Claimant Howard M. Owens, an inmate appearing pro se, alleges that defendant State of New York (“defendant”) negligently lost certain personal property belonging to him when he was transferred from Elmira Correctional Facility (“Elmira”) to Wende Correctional Facility (“Wende”) in February 2003. A trial was held in this matter on October 11, 2006 at Elmira.

At trial, claimant testified that on February 17, 2003, he was told to bring his personal property to a packing officer, as he was being transferred to Wende. He brought his belongings to be packed, and filled out an I-64 form. He testified, persuasively, that the packing officer would not pack his 12-inch black and white television with the other items, but rather that the packing officer indicated that the television would have to be shipped separately, and that a separate disbursement form would have to be completed to transfer money from his inmate account for the cost of mailing. Claimant testified that the packing officer told him the television would be boxed up and that claimant would receive a copy of the disbursement form when the television was received by the business office. Claimant further testified that the packing officer told him that the television could not be listed on the I-64 form, because it was not being transferred with his other personal items.

In addition to the missing television, claimant also asserts that a plastic storage unit and earphones were damaged during the transit, and further alleges the loss of a package of tobacco and one pair of sweatpants. On cross-examination, claimant admitted that the tobacco and sweatpants were taken from him when he was about to board the bus for transfer to Wende, and stated that these items were thrown in the garbage in his presence. When asked whether the tobacco was taken because it was contraband, claimant testified that he had been advised by the packing officer that he could take tobacco on the bus, as long as the package was unopened. Claimant further stated that he believed that the applicable prison directive allowed tobacco on the bus, again as long as it was unopened. When asked whether the sweatpants had been taken because prison directives provided that only state-issued clothing was permitted on the bus, claimant indicated he was not aware of such a directive at that time. Claimant also testified that the packing officer told him to list the sweatpants on the I-64 form even though he would be wearing them on the bus.

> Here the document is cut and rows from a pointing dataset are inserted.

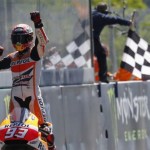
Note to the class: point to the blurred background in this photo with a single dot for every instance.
(66, 20)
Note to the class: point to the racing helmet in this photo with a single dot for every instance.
(102, 7)
(22, 37)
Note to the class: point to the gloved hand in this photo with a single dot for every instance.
(35, 16)
(1, 50)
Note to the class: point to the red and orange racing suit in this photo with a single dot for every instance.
(26, 68)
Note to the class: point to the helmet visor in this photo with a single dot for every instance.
(22, 39)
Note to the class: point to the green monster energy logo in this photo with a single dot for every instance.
(7, 102)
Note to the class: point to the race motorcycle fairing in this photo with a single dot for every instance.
(20, 131)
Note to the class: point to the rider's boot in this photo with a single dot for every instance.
(47, 135)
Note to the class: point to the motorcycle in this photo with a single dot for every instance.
(20, 131)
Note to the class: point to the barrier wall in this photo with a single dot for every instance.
(117, 117)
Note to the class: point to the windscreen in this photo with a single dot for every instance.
(19, 114)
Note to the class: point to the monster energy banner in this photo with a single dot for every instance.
(127, 109)
(133, 116)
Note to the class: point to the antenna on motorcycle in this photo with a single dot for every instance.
(124, 8)
(132, 27)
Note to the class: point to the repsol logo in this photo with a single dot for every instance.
(18, 62)
(16, 124)
(42, 108)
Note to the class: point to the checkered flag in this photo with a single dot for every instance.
(136, 57)
(76, 55)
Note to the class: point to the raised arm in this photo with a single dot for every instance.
(41, 37)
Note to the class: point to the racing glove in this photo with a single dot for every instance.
(1, 50)
(36, 18)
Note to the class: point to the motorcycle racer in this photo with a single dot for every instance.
(25, 65)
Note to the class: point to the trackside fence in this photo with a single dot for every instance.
(113, 116)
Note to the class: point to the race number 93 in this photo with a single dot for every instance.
(16, 132)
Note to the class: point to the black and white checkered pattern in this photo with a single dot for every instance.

When claimant arrived at Wende, the Elmira I-64 form was missing, and his two bags were open with the security seals broken.[1] Claimant was required to fill out a new I-64 form at Wende in order to receive his possessions.[2] The Wende I-64 form notes that the storage container was broken, and also indicates receipt of only one pair of sweatpants, rather than the two pairs indicated on the Elmira I-64 form. Claimant also testified that the first time he tried to use the earphones, he discovered that they did not work properly.

On cross-examination, the Assistant Attorney General (“AAG”) showed claimant the investigative memorandum prepared by Elmira officials.[3] That memorandum stated that claimant did not have a television at the time of pack-up, and stated “[i]t is our conclusion” that claimant gave the television away when he learned he would be transferred. The AAG asked claimant whether he had given his television to another inmate. Claimant strenuously denied giving the television away. The AAG then asked claimant whether he had even possessed a permit for the television. Claimant responded by providing a copy of his “Special Commissary Purchase Request” for the television.[4] When the AAG told claimant this was not a special permit, claimant indicated he was not aware of any other form, and that this was the form he produced when requested by prison officials.

Defendant introduced only one exhibit at trial, which was a certified record from Wende of documents pertaining to this claim. Defendant did not introduce into evidence any of the directives referenced during claimant's cross-examination, nor did defendant advise the Court of the appropriate identifying numbers of these directives. Defendant called no witnesses, and made a motion to dismiss at the close of claimant's case, contending that claimant had not proved that a bailment had occurred with regard to the television. Defendant conceded the damage to the storage unit, and advised the Court that it had no position with regard to the headphones.

A review of the documentation attached to claimant's claim indicates that he pursued and exhausted all appropriate administrative remedies (see Court of Claims Act § 10 (9); 7 NYCRR Part 1700).

Claimant presented as a credible witness, whose testimony was essentially uncontradicted. Through his testimony and documentation, claimant established a prima facie case of the existence of a bailment to the Court's satisfaction through his testimony and documentation. Once a claimant meets the burden in a bailment case of proving that his property was deposited with the defendant and that the latter failed to return it, the burden shifts to the defendant to overcome the presumption of its negligence (Weinberg v D-M Rest. Corp., 60 AD2d 550). While any directives pertaining to the “contraband” tobacco or wearing of state-issued clothing on the bus might have been controlling regarding the taking of the tobacco and sweatpants, defendant introduced no such evidence of any directives. Claimant's uncontroverted testimony was that he had been advised by prison officials that he would be permitted to

take/wear those items on the bus. With regard to the television and the lack of any notation regarding it on the Elmira I-64 form, the Court does not view the form as dispositive. The special commissary receipt establishes that the television was in claimant’s possession at Elmira. Under the circumstances established by claimant's credible testimony, the packing officer advised him that the television would be shipped separately from his other personal property and thus would not and could not be noted on either I-64 form. Given the lack of any evidence to the contrary, the Court accepts claimant's testimony as having met the required burden of proof. Defendant did nothing to controvert the presumption of liability established by claimant's testimony and documentation.

Claimant introduced into evidence receipts for all the items he claimed were missing or broken.[5] Each item was less than one year old and accordingly, the issue of depreciation need not be considered. The receipts establish claimant's total loss at $94.89.[6] Therefore, after due deliberation, the Court finds for claimant in the amount of $94.89, plus the appropriate statutory interest from March 2, 2003.

Any and all motions on which the court may have previously reserved, or which were not previously determined, are hereby denied.
Finally, to the extent that claimant has paid a filing fee, it may be recovered pursuant to Court of Claims Act § 11-a (2).


November 1, 2006
Binghamton, New York

Judge of the Court of Claims

[1]. The Elmira I-64 form, submitted as Exhibit 1, was returned to claimant without explanation over one year later, on June 21, 2004. Prior to that date, prison officials advised claimant in writing that this “pink copy” of the I-64 form, which was to have been included in the bag when originally packed for Wende, could not be located (see Exhibit 3).
[2]. Exhibit 2.
[3]. Exhibit A.
[4]. Exhibit 6.
[5]. See Exhibit 6 for all items except the sweatpants. The receipt for the sweatpants was attached to claimant's claim.
[6]. The Court did not include the shipping fees submitted by claimant in its determination of claimant's loss.